香川

星ケ城(香川県小豆島町)|名勝「寒霞渓」と諸説ありの謎の遺跡 

山城ACTレベル:中級 ★★☆
山城Wレベル:W3 ★★★

山城ウェルネス

山城ACTレベル:中級 ★★☆
山城Wレベル:W3 ★★★

ACTレベル設定理由

・登り始めから緩やかなアップダウンが続きます。
・登城路は整備されており、極端な危険箇所は見られません。
・観光客ともすれ違う環境で、体力要求は中程度です。

Wレベル設定理由

・城域に入った瞬間に空気が切り替わる感覚があります。
・遺構の連続と遠望が、自然と足を止めさせます。
・隣城との対比が、場の印象をより深めています。

主なルート
寒霞渓ロープウェイ駐車場 → 星ケ城神社 → 城域

駐車場 アクセス

星ケ城周辺の位置図(国土地理院地図をもとに管理者が加筆したアクセス図)
引用元:国土地理院ウェブサイト(当該ページ)を当ブログ管理者Qさんが加筆修正したものである(スマホで拡大可能)

「日本三大渓谷美」の一つ「国立公園 寒霞渓」ロープウェイ駐車場があります。

現地レポート

星ケ城の登城口付近(寒霞渓周辺の山道と雰囲気)

西の皇踏山城での第一印象で完全に消化不良に陥り、頭がパニックなりながら、お隣の星ケ城に移動する。

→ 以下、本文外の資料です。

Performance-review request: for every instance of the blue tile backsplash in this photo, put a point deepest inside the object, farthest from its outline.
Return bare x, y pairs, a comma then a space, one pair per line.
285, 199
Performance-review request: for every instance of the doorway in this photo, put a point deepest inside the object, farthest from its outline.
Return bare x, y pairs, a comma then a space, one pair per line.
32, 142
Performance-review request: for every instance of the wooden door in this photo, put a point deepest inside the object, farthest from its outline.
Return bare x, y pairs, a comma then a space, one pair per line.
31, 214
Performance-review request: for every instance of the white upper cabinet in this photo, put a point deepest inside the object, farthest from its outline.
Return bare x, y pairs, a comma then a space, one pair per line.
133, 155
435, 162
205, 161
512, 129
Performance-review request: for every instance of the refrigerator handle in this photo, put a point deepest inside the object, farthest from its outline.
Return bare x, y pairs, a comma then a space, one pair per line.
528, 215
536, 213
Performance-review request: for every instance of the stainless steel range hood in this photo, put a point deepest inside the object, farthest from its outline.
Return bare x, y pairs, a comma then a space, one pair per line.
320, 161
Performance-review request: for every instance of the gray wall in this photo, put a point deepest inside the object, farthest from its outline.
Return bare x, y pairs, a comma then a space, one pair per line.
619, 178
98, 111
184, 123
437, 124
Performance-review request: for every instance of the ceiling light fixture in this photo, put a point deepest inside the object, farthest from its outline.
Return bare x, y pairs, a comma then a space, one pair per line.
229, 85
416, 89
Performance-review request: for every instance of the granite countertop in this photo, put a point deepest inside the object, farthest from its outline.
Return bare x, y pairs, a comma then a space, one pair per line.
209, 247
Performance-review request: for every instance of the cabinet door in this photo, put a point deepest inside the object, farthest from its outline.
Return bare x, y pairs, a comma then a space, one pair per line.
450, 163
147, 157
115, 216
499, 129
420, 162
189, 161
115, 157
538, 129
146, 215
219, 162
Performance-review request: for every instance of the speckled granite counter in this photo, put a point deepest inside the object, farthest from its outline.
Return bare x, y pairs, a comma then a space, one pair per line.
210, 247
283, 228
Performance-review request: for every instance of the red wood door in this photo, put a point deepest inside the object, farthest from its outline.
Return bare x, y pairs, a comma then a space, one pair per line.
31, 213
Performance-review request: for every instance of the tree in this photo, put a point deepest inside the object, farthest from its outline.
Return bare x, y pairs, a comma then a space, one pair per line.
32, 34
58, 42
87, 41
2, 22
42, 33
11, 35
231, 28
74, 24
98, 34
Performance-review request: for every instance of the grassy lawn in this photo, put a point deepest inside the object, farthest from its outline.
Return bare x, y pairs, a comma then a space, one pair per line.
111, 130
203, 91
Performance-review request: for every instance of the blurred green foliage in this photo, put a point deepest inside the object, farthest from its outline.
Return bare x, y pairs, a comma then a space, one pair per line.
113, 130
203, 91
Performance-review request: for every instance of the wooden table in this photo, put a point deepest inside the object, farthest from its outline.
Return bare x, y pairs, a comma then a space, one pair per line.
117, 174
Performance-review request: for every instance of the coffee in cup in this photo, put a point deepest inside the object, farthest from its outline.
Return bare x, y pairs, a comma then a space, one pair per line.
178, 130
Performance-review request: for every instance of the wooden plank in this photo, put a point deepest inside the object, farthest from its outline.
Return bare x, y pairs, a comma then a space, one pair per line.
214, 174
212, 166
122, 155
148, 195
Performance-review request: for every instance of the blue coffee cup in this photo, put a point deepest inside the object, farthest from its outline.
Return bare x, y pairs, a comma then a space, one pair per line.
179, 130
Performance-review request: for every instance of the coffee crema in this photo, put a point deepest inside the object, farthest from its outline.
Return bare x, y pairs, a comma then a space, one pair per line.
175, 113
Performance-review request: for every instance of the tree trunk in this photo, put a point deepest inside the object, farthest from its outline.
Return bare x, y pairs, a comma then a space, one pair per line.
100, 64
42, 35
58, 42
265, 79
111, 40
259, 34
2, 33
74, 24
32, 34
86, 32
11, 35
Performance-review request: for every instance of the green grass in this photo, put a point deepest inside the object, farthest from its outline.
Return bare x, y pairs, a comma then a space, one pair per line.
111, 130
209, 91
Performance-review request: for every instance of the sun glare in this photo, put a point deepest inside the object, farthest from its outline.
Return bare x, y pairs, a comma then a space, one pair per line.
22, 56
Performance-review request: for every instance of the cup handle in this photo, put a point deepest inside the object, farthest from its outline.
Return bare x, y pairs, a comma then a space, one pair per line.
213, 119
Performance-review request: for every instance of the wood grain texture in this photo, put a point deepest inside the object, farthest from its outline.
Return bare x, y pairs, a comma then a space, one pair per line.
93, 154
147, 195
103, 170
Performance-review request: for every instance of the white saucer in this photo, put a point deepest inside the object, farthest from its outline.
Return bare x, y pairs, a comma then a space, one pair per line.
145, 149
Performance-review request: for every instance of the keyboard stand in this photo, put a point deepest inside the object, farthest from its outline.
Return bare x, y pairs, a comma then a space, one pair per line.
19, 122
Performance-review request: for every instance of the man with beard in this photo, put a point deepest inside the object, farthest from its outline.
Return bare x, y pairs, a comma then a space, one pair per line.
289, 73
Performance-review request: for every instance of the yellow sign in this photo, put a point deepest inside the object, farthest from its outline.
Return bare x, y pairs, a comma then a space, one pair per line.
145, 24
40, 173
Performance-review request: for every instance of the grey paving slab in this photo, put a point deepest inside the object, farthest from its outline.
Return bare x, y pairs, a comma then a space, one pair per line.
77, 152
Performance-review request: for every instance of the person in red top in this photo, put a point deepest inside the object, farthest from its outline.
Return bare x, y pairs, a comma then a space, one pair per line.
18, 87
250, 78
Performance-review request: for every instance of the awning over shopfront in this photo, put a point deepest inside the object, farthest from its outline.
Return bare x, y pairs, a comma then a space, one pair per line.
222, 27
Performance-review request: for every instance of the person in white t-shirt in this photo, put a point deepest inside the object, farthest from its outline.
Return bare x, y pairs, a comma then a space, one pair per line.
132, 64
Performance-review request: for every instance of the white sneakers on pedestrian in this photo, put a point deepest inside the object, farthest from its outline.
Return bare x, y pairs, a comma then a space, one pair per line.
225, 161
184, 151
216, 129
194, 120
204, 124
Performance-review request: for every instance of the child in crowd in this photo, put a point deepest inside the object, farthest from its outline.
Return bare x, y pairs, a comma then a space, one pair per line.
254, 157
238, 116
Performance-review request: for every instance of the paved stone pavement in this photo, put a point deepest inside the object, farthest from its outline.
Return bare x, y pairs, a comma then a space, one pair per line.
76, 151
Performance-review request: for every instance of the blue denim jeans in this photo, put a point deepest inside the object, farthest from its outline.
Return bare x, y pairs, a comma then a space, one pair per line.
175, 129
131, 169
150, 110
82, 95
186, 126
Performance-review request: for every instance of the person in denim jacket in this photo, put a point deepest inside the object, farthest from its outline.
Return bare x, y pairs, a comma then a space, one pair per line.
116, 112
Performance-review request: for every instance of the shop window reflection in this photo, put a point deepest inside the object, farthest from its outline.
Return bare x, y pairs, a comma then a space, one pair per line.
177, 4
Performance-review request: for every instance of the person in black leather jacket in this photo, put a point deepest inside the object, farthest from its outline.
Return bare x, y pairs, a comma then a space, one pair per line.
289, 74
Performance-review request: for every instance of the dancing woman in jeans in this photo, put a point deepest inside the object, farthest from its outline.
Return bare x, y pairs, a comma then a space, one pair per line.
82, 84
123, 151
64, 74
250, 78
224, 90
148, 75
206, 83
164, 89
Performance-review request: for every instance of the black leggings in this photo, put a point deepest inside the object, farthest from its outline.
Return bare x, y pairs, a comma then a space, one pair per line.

しかも、愛車MINIのガソリンメーターは、坂道になると量が少なく表示されるらしく、ガス欠に怯えながらの移動でさらにパニック。

登城途中の山桜(小豆島の山道に咲く春の景色)

途中、このような綺麗な山桜をしっかりと鑑賞できる余裕はなかった。ちょっと焦っている。

島なのでそんなにたくさんガソリンスタンドはないし。なんとか、残量少な目で、「国立公園 寒霞渓」ロープウェイ駐車場に到着。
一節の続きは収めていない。